Page 35 - Tokio Blues - 3ro Medio
P. 35
Durante la ausencia de Tropa-de-Asalto, yo era quien limpiaba la habitación. A lo largo de un
año y medio, me había acostumbrado a tenerla aseada y, si él no estaba, tenía que ser yo quien la
mantuviera limpia. Cada mañana fregaba el suelo. Cada tres días limpiaba los cristales y, una vez
por semana, aireaba el futón. Esperaba que él volviera alabándome: «Eh, Wat-watanabe, ¿qué ha
pa-pasado? ¡Está to-todo limpísimo!».
Pero no regresó. Un día, al volver de la universidad, vi que todas sus cosas habían
desaparecido. Habían arrancado de la puerta la placa con su nombre; sólo quedaba la mía. Me
dirigí a dirección y le pregunté al director de la residencia qué había ocurrido.
—Se ha ido —me dijo—. Por ahora estarás tú solo en la habitación.
El director no me dio ninguna explicación. Lo teníamos por uno de esos manipuladores cuyo
máximo placer reside en controlarlo todo dejando a los demás en la inopia.
El póster del iceberg permaneció durante un tiempo pegado en la pared, pero acabé
sustituyéndolo por uno de Jim Morrison y otro de Miles Davis. De este modo, la habitación me
pareció más mía. Me compré un equipo de música sencillo con los ahorros del trabajo de media
jornada. Y así, por la noche, pude escuchar música mientras me tomaba una copa. De vez en
cuando me acordaba de Tropa-de-Asalto, pero vivir solo no estaba nada mal.

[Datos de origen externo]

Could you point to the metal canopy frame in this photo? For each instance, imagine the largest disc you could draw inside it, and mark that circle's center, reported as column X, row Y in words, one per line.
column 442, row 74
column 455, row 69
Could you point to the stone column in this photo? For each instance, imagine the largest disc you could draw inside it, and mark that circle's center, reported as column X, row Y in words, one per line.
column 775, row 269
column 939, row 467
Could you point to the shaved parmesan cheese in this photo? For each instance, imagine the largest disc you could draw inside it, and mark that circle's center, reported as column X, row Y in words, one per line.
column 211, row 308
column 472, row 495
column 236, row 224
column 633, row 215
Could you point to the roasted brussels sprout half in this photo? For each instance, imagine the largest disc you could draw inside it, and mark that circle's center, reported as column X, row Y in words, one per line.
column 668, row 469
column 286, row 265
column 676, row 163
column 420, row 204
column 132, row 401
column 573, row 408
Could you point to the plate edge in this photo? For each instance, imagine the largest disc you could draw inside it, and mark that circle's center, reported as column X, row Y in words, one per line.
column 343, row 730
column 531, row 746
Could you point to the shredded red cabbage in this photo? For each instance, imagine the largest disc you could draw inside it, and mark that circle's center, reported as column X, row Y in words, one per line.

La clase de Historia del Teatro II del lunes, sobre Eurípides, terminó a las once y media.
Después de clase me dirigí a pie a un pequeño restaurante que había a unos diez minutos de la
universidad y pedí una tortilla y una ensalada. El restaurante estaba apartado de las calles
transitadas y era un poco más caro que el comedor de estudiantes, pero se trataba de un lugar
tranquilo donde podía relajarme y, de paso, comer una buena tortilla. Lo llevaban un matrimonio
poco hablador y una chica que trabajaba a media jornada. Yo estaba comiendo sentado junto a la
ventana cuando entraron cuatro estudiantes: dos chicos y dos chicas vestidos de punta en blanco.
Se sentaron a una mesa cerca de la puerta, examinaron la carta, discutieron varias opciones, uno
de ellos resumió el pedido y se lo comunicó a la camarera de media jornada.
En cierto momento, me di cuenta de que una de las chicas me miraba con disimulo. Llevaba
el pelo muy corto, unas gafas de sol oscuras y un ceñido vestido blanco de algodón. Su cara no
me sonaba, así que seguí comiendo sin darle importancia, pero ella se levantó y se acercó a mí.
Apoyó una mano en el extremo de la mesa y dijo mi nombre.
—¿Eres Watanabe?
Levanté la cabeza y me quedé mirándola. No recordaba haberla visto jamás. Era una chica
muy llamativa y, de habérmela encontrado en alguna parte, la hubiera reconocido de inmediato.
Por otra parte, no podía haber mucha gente en la universidad que supiera cómo me llamaba.
—¿Puedo sentarme un momento? ¿O esperas a alguien?
Todavía sin terminar de entender, le dije que no con la cabeza.
—No, a nadie. Siéntate.
Arrastró una silla, se sentó frente a mí, me clavó los ojos a través de las gafas de sol y
después echó un vistazo a mi plato.
—Tiene buena pinta.
—Es una tortilla de champiñones con ensalada de guisantes.
—¡Oh! —dijo ella—. La próxima vez comeré eso. Hoy ya he pedido otra cosa.
—¿Qué has pedido?
—Macarrones gratinados.
—Los macarrones tampoco están mal —comenté—. Por cierto, ¿de qué nos conocemos? No
logro acordarme.
—Eurípides —dijo ella de manera lacónica—. Electra. «Los dioses no prestan oído a tu
infortunio...» Ya sabes, la clase de hace un rato.